Bias in scRNA-seq Annotation Benchmarks

This project evaluates how common train/test splitting strategies can bias single-cell RNA-seq cell type annotation benchmarks. Using healthy PBMC data with donor metadata, I compared random cell-level splits against donor-held-out evaluation to test whether models generalize to unseen biological donors.

The main finding is that random cell-level splits can systematically inflate annotation performance because cells from the same donor can appear in both training and test sets. Donor-held-out evaluation provides a more realistic estimate of cross-donor generalization.

Overview

Cell type annotation models are often evaluated using random splits of individual cells. However, in single-cell datasets, cells are not independent observations: many cells come from the same biological donor, tissue sample, or sequencing batch. If cells from the same donor appear in both training and test sets, benchmark performance may partly reflect donor-level leakage rather than true generalization.

This project compares two evaluation schemes:

1. Random cell-level split
   Cells are randomly divided into training and test sets.

2. Donor-held-out evaluation
   Entire donors are held out during testing, forcing the model to generalize to unseen individuals.

I evaluated these schemes across multiple data representations and classification metrics to determine how much evaluation design affects reported performance.

Key Findings

• Random cell-level splits produced systematically higher performance than donor-held-out evaluation.
• The evaluation scheme often mattered more than the choice of representation.
• Donor-held-out testing exposed harder generalization problems, especially for biologically similar cell types.
• Cross-site transfer further reduced performance, highlighting distribution shift between collection sites.
• T-cell subtype classification remained challenging across representations, suggesting that biological structure influences model errors.

My Contributions

• Designed and implemented the benchmark comparing random cell-level and donor-held-out evaluation schemes.
• Trained multinomial logistic regression classifiers across HVG, PCA, Harmony, and scVI representations.
• Evaluated performance using macro F1, accuracy, per-class F1, confusion matrices, and cross-site transfer analyses.
• Performed donor ablation and cell-type-specific error analyses.
• Built a reproducible research package with ordered notebooks, modular Python code, manuscript, presentation, GitHub repository, and archived Zenodo snapshot.

Methods

The project used healthy PBMC single-cell RNA-seq data with donor and site metadata.

Key steps included:

1. Data preprocessing
   Filtered and organized the dataset by donor, site, and cell type.

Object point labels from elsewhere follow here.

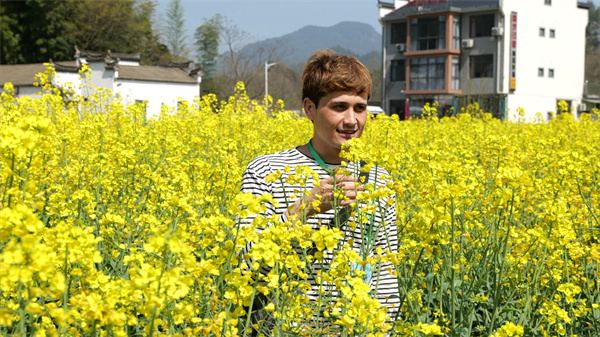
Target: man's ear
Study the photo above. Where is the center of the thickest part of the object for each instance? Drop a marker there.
(309, 108)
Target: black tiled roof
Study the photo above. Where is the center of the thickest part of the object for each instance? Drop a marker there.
(454, 5)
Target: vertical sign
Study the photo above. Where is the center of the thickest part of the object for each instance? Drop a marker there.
(513, 50)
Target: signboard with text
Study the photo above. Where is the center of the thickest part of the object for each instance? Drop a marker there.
(513, 50)
(425, 2)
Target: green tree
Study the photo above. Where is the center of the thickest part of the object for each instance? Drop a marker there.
(37, 30)
(119, 25)
(592, 47)
(208, 38)
(34, 31)
(174, 32)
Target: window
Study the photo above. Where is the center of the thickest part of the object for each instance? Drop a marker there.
(398, 33)
(398, 107)
(481, 25)
(428, 33)
(398, 71)
(455, 73)
(482, 66)
(142, 103)
(456, 32)
(427, 73)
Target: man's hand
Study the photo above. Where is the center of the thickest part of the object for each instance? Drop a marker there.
(340, 190)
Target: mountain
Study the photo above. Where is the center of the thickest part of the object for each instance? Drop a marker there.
(354, 38)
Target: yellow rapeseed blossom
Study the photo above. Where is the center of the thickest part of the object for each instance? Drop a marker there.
(114, 224)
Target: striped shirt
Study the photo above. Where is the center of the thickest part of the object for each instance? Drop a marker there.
(384, 285)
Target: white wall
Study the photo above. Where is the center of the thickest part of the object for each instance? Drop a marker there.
(565, 54)
(156, 93)
(102, 77)
(70, 80)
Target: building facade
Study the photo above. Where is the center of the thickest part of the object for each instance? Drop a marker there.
(504, 55)
(153, 86)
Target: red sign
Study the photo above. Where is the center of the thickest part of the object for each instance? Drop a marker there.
(513, 51)
(425, 2)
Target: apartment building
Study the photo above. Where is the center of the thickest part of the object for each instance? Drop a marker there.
(506, 55)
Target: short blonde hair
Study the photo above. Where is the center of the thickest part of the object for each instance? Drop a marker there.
(326, 72)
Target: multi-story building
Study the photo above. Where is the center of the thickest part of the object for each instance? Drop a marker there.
(153, 86)
(502, 54)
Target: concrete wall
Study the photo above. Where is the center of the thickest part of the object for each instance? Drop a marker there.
(565, 53)
(156, 94)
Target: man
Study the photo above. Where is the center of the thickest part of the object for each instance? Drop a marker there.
(335, 91)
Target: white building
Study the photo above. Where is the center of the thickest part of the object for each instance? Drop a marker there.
(502, 54)
(121, 73)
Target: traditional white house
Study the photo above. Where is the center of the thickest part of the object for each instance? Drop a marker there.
(156, 86)
(502, 54)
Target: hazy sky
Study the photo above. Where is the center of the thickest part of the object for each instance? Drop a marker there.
(264, 19)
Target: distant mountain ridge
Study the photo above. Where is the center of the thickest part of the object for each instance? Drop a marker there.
(354, 38)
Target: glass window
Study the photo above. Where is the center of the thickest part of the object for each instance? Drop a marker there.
(398, 32)
(482, 66)
(456, 32)
(481, 25)
(398, 71)
(455, 73)
(427, 73)
(428, 33)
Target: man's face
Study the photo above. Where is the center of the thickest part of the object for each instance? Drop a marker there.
(339, 117)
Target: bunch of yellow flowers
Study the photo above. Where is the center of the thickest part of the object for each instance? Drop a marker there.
(112, 224)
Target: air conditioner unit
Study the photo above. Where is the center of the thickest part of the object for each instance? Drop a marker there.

2. Representation construction
   Compared multiple input representations, including HVG expression, PCA, Harmony, and scVI.

3. Model training
   Trained multinomial logistic regression classifiers under each evaluation scheme.

4. Benchmark evaluation
   Compared random cell-level splits against donor-held-out testing using macro F1, accuracy, and per-class performance.

5. Error analysis
   Used confusion matrices, donor ablation, and cell-type-specific analyses to identify where models struggled.

Selected Figures

Tools

Python · Scanpy · AnnData · scikit-learn · scVI · Harmony · single-cell RNA-seq · benchmarking

Status

This project was completed as a final project for Computational Genomics: Data Analysis under mentorship of Dr. Alexis Battle. It is currently being considered for further extension into a formal benchmark.